Le Società del Gruppo stabilite nell’Unione Europea sono tenute a recepire le Linee Guida sulla Protezione dei Dati Personali, adeguandole al proprio contesto societario e, nel caso di Società estere, alle specificità delle normative locali.

Intesa Sanpaolo richiede ai propri fornitori il rispetto delle policy dei regolamenti e degli standard inerenti la protezione dei dati personali, definendone il ruolo soggettivo nelle attività di trattamento, valutando la sussistenza delle garanzie necessarie, formalizzando le condizioni contrattuali, ed attuando assessment di conformità e adeguatezza.

Nel 2021 sono state erogate 86.632 ore di formazione sul tema privacy - coinvolgendo 62.541 collaboratori (64,7% del totale) - e 1.853.422 ore di formazione sul tema della tutela del consumatore - coinvolgendo 75.721 collaboratori (78,3% del totale). 

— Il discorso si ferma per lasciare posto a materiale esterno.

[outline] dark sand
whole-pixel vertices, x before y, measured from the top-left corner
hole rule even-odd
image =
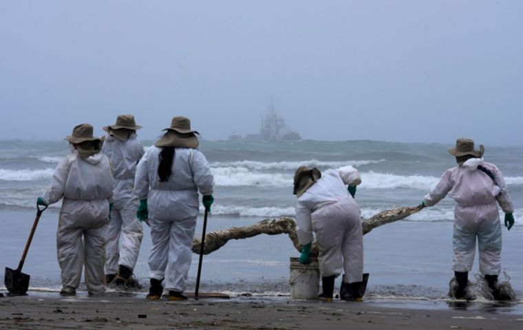
[[[0,329],[523,329],[523,315],[510,305],[413,304],[419,308],[402,307],[407,305],[397,302],[329,303],[287,297],[180,302],[149,301],[143,295],[66,298],[56,293],[30,292],[27,296],[0,298]]]

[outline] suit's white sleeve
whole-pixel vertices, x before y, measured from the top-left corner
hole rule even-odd
[[[146,152],[138,162],[138,164],[136,166],[136,174],[134,177],[134,195],[140,200],[147,199],[149,195],[147,155],[148,153]]]
[[[42,198],[46,204],[53,204],[63,197],[65,191],[65,183],[69,176],[69,170],[71,168],[72,157],[69,155],[64,157],[56,166],[53,173],[52,183],[51,186],[45,191]]]
[[[450,176],[450,170],[445,171],[445,173],[443,173],[443,175],[442,175],[440,182],[438,182],[436,188],[425,197],[423,201],[427,206],[432,206],[433,205],[437,204],[438,202],[443,199],[450,190],[452,189]]]
[[[200,151],[195,150],[190,162],[194,183],[198,187],[200,193],[204,196],[212,195],[214,191],[214,177],[211,174],[207,159]]]
[[[296,223],[298,227],[296,233],[298,235],[298,241],[302,245],[312,241],[312,217],[310,210],[307,208],[299,201],[296,204]]]
[[[358,186],[361,184],[361,176],[359,171],[351,166],[343,166],[336,170],[343,184],[348,186]]]
[[[496,196],[495,199],[498,201],[498,204],[501,206],[502,210],[505,213],[513,213],[514,206],[512,204],[512,200],[511,200],[510,196],[509,196],[509,192],[506,190],[506,184],[505,179],[503,178],[503,175],[501,173],[501,170],[497,167],[494,167],[494,177],[495,177],[495,182],[498,184],[498,186],[500,187],[500,194]]]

Rispetto delle norme giuslavoristiche

Il Gruppo opera affinché il proprio ambiente di lavoro sia permeato dalla reciproca fiducia, dalla lealtà e arricchito dall’apporto di ogni persona, nel rispetto della normativa e degli accordi relativi alla contrattazione nazionale e di secondo livello (Gruppo).
Nel 2021 sono state notificate 40 cause per violazioni di norme giuslavoristiche e ne sono state chiuse 149. Le principali tipologie di contenzioso in corso riguardano la cessazione del rapporto di lavoro – cessione ramo d’azienda (Intrum), danni da dequalificazione e mobbing, mansioni superiori e impugnative di sanzioni disciplinari (nel 2021 comunque non risultano notificate cause di collaboratori in servizio che abbiano quale oggetto esclusivo il mobbing).

Attività di audit

Al fine di assicurare che il proprio agire sia allineato a principi di integrità, la banca ha disegnato un sistema di controlli finalizzato a mantenere un presidio costante nell’identificazione, governo e controllo dei rischi connessi alle attività svolte e in tal senso realizza attività di audit con cadenza prefissata in relazione alla natura e all’intensità dei rischi. 
Riguardo le attività di audit condotte nel 2021 su Strutture Centrali, Banche e Società del Gruppo, sono state completate le attività sulle 258 Aree di Rischio individuate in fase di pianificazione, con il perfezionamento di 308 attività di verifica (69 delle quali “straordinarie”, originate da richieste specifiche di Organi Aziendali, Autorità di Vigilanza o da accadimenti/circostanze che si verificano dopo il perfezionamento della pianificazione annuale. 
Nel 2021 sono state segnalate come rilevanti ai fini del D. Lgs. 231/2001, 100 attività di verifica. Tra queste, 8 hanno riguardato il rischio corruzione; queste ultime verifiche hanno riguardato 9 Aree di Governo/Divisioni (alcuni interventi hanno riguardato più Aree di Governo/Divisioni). 
Circa gli interventi che hanno riguardato direttamente o indirettamente aspetti legati alle policy sociali ed ambientali, nel 2021 sono state svolte 36 attività di audit. Si precisa comunque che anche altre attività di audit possono più marginalmente riguardare anche aspetti ESG: ad esempio, interventi attinenti erogazione e gestione del credito possono riguardare anche aspetti legati alle regole sull’operatività in settori valutati sensibili sotto il profilo ESG. 
A fine 2021 si è concluso inoltre un primo intervento di audit trasversale sulle tematiche ESG, per analizzare lo stato del framework interno e le progettualità in corso all’interno di un più articolato programma pluriennale di verifiche su tali temi.

Whistleblowing

Dal 2016 è attivo un sistema di segnalazione da parte del Personale di atti o fatti che possano costituire violazioni delle norme disciplinanti l’attività bancaria (whistleblowing).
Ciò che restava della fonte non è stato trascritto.